RBD BYU 6

The car moves along a circular path of radius \( R = 20 \) m with a linear speed \( v_c = 36 \) km/h \( = 10 \) m/s. The angular velocity of the car about the center of curvature is:

$$ \Omega_{car} = \frac{v_c}{R} = \frac{10}{20} = 0.5 \text{ rad/s} $$

The outer wheel moves on a radius \( R_{out} = R + l/2 \) and the inner wheel on \( R_{in} = R – l/2 \), where \( l = 1.5 \) m.

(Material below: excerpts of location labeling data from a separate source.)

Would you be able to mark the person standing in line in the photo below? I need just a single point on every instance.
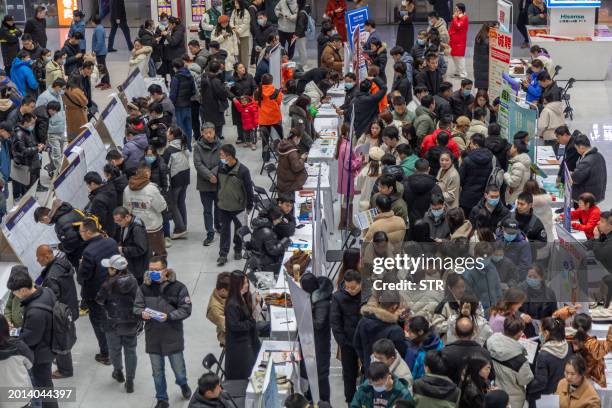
(235, 195)
(164, 337)
(37, 26)
(118, 19)
(36, 331)
(58, 275)
(117, 295)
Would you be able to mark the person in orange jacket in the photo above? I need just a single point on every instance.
(589, 347)
(269, 100)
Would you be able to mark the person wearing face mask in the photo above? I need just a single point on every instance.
(163, 293)
(516, 247)
(435, 217)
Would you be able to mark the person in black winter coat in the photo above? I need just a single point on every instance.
(102, 201)
(65, 220)
(37, 26)
(58, 275)
(418, 190)
(36, 330)
(474, 173)
(366, 104)
(91, 274)
(320, 290)
(131, 236)
(344, 317)
(241, 340)
(9, 41)
(214, 98)
(267, 248)
(117, 295)
(164, 336)
(380, 319)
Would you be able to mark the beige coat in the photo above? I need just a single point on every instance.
(450, 184)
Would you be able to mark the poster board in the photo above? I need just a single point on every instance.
(69, 185)
(91, 143)
(113, 119)
(303, 313)
(24, 235)
(356, 18)
(500, 49)
(134, 86)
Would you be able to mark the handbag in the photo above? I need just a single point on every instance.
(20, 173)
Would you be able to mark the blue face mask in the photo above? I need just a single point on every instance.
(533, 283)
(437, 213)
(509, 237)
(155, 276)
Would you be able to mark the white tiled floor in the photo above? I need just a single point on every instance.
(195, 264)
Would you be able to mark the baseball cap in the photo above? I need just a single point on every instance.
(116, 262)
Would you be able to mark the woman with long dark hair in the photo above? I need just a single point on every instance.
(241, 341)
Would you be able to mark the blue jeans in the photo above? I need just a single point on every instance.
(183, 120)
(177, 362)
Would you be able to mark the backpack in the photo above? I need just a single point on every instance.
(63, 331)
(497, 174)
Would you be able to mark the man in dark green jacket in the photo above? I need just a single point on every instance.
(234, 195)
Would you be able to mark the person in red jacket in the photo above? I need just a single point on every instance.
(432, 140)
(249, 113)
(458, 39)
(587, 214)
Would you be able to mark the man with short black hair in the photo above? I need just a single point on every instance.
(235, 195)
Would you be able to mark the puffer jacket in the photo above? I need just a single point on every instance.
(117, 295)
(291, 173)
(519, 172)
(206, 163)
(145, 201)
(512, 371)
(551, 117)
(172, 298)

The difference in their linear speeds is:

$$ \Delta v = v_{out} – v_{in} = \Omega_{car} R_{out} – \Omega_{car} R_{in} $$ $$ \Delta v = \Omega_{car} (R_{out} – R_{in}) = \Omega_{car} \cdot l $$ $$ \Delta v = 0.5 \times 1.5 = 0.75 \text{ m/s} $$

Assuming rolling without slipping, the linear speed of a wheel is \( v = \omega r \), where \( r = 25 \) cm \( = 0.25 \) m is the radius of the wheel itself. The difference in angular velocity is:

$$ \Delta \omega = \frac{\Delta v}{r} = \frac{0.75}{0.25} = 3 \text{ rad/s} $$